Information Processing is the way in which we receive unedited information and then roll it through our brain and then it pops into our heads in a way in which we can understand it. It’s not just as simple as this though because the information needs to travel through our ‘brain filters’. What are these you ask? Well say for example I told you that “Allah is the real God” then my words would go into your Brain and you would take that information through ‘your childhood’ and ‘your experience with religion’ then perhaps ‘cultural experience’ or ‘social barriers’ and a wealth of other filters and, depending on those factors and the result you came up with you may take the information in and ‘agree’ or reject it entirely and ‘disagree’. This was a very basic example of course
This happens in loving relationships a bit too often, and I dare say it’s more common in men than it is in women. Perhaps it’s because the main portion of my friends are women; all the same I hear and see it everywhere. Women complaining, “I wish he would just listen to me” – I’m not saying I’m perfect. I too occasionally switch off and my wife will go mad.
Steep Learning Curve
What I have learned through life (and it’s been a steep learning curve) is to learn my biases and prejudices, and work around them. Learn to go with the flow. A thought happens in an instant so the processing is pretty damn fast. But we can learn to recognise when we are being biased, or prejudiced or judgemental. It’s also very important to learn that other people have entirely different thought processes to you too. Given that everyone was brought up and nurtured in an entirely different way to you; that and life throws everyone a different message.

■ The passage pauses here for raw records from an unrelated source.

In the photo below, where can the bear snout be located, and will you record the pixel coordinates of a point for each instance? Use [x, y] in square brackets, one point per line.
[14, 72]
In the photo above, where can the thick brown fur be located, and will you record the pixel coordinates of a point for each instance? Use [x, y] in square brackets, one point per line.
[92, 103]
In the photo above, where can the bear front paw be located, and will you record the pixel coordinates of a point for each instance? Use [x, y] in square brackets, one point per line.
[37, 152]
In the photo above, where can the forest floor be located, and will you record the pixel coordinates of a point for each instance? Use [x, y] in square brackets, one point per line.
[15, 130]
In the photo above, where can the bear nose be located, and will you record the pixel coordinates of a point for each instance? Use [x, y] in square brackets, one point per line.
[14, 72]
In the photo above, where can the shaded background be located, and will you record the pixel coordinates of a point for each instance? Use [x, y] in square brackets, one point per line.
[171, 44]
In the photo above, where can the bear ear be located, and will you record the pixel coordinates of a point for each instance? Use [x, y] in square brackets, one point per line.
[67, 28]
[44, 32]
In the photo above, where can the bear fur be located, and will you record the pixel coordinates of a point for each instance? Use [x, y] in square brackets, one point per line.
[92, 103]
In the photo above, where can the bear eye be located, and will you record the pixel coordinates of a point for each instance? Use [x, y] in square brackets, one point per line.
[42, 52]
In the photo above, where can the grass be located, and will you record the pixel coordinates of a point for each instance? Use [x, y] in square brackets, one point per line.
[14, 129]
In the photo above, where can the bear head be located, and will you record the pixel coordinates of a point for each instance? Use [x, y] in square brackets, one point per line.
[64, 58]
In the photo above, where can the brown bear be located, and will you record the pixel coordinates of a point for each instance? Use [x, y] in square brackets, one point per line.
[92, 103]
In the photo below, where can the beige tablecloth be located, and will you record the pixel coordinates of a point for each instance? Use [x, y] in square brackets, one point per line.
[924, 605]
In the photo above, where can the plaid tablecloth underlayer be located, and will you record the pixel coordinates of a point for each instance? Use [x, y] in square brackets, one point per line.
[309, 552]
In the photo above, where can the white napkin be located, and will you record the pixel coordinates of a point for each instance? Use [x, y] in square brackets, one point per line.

Take me for example; I was an only child, my Dad emotionally abused me, my Mum felt seriously bad for me and so did my Grandparents. I was the centre of the entire Universe for a very long time. I didn’t need to share anything with anyone, apart from the spare sweet on the playground with friends. Hell, I lived on my own for practically six years before I met my [now wife], so you could probably imagine the self-centredness that was entrenched in my daily life. So when I met her it seemed completely strange to do things as a couple. Normally when I wanted to go out and do something I could just go do it. How weird it was to have to discuss everything with her. And it took a lot of work on her behalf to have me come around. “You need to discuss it with me” was met with my filter ‘But I’ve never needed to do it before, why should I now? I am my own person’ – but after a while I realised this was me existing as a single person rather than a couple. Boy did she have her work cut out. Haha
Not only that but it was simpler things like when I was trying to watch something that I liked on TV and she would be trying to talk to me about something serious; and my ‘TV is more important’ filter would be on. It’s definitely not that I didn’t see her as valueable, or appreciate her, or love her. It’s because I had been brought up, lived in and mixed with people in a certain way that caused me to process her information like this.
Looking to the future
So what do we do? I think this is a massive problem. People aren’t actually learning about their filters; people are thinking on auto-pilot and deeming what they know, hear, or say is the truth. And when we get intervention by someone that disagrees for whatever reason we aren’t actually digesting that information properly. I’ve seen mega arguments between couples in the past because of a breakdown in communication. Not because it was intentional, but because each of them weren’t properly listening to each other.
In a relationship you should know your partner and know why they say the things that they do. Similarly you should know (or get to know) why you do and say the things that you do. And BE A PROPONENT FOR CHANGE. Evolve every day, co-exist with your partner and help them evolve every day.